What it boils down to is that I have established a system that suits my own perspective, style of play and GMing strengths.

It's probably also worth pointing out that when I originally posted this thread, the thought that I might need to defend some of my basic assumptions had not occurred to me. I was not looking for advice or counter-opinions so much as presenting a system that I considered finalised, on the assumption that others may take something useful out of it.

As such, I wasn't really looking for the sort of discussion this ended up being, and hence why I have not been especially open to suggestions that I do things differently.

Again, though, that doesn't mean I'm not happy to have the discussion regardless.
 
Turim said:
Also, I'd like to know how you handle spells that cost XP.

Forgot to reply to this part of your post.

First up, in all my d20 games that involve some form of XP penalty (level drain, casting or magic item costs etc...) I use XP debt instead of XP loss.

So, if your XP would otherwise go down, you instead simply acrue a debt of equal value, and you cease to advance until you pay it off. The end result is the same*, but this solves two problems -- first, the large amounts of paperwork (and general player frustration) that occur when a character actually loses a level, and the strange situation where a magic user who has just levelled up cannot cast spells or make items with XP requirements.

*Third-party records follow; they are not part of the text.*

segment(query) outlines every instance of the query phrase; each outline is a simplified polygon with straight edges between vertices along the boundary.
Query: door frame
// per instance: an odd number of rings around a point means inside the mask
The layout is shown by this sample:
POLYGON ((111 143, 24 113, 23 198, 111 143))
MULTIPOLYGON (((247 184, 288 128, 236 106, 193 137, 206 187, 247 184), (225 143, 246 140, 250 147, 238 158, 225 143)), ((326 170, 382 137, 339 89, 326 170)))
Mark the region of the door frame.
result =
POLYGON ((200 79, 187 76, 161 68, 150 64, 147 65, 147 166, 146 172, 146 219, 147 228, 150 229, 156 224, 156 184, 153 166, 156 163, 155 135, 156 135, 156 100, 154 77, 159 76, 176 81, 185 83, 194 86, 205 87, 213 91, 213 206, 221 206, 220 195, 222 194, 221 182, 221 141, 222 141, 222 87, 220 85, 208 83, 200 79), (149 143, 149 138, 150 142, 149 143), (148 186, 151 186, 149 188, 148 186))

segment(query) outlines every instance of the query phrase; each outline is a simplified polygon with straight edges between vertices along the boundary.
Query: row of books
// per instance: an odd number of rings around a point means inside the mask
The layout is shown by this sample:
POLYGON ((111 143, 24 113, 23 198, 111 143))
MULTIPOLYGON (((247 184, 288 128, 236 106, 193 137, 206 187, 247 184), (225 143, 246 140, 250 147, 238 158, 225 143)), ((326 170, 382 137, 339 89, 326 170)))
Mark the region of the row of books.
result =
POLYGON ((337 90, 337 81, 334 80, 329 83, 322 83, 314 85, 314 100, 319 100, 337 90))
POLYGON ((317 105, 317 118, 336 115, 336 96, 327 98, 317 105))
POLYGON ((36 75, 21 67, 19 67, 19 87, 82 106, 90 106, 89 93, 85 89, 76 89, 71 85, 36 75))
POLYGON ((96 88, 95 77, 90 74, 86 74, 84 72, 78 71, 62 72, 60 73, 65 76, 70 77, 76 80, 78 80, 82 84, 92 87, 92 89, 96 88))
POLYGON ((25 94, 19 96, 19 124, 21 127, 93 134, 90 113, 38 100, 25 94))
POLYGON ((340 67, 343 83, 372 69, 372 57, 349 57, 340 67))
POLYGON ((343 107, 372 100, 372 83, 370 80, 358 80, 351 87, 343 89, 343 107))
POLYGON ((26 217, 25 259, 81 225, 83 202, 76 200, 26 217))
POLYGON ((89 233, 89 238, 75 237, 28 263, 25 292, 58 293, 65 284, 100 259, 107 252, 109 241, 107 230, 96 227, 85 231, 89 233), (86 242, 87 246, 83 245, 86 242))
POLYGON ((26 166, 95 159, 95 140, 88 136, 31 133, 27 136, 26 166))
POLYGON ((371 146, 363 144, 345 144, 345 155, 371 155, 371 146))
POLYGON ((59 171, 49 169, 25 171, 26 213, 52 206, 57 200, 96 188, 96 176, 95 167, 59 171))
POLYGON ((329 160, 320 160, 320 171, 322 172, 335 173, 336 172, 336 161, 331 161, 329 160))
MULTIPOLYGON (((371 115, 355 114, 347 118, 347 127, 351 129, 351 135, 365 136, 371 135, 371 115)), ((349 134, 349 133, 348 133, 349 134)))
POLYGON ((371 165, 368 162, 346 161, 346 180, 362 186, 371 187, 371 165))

Regarding XP costs for spells being inconsistent with my altered XP allocation, this is a problem I have noted but not yet fixed. At some point I will adjust the spell XP costs to bring them in line with the altered advancment scheme (that point necessarily being before the player with the Scholar decides to expend XP on a spell).

*By which I mean, once the debt is payed off you are in the same position as if you had actually lost the XP and earned it back again.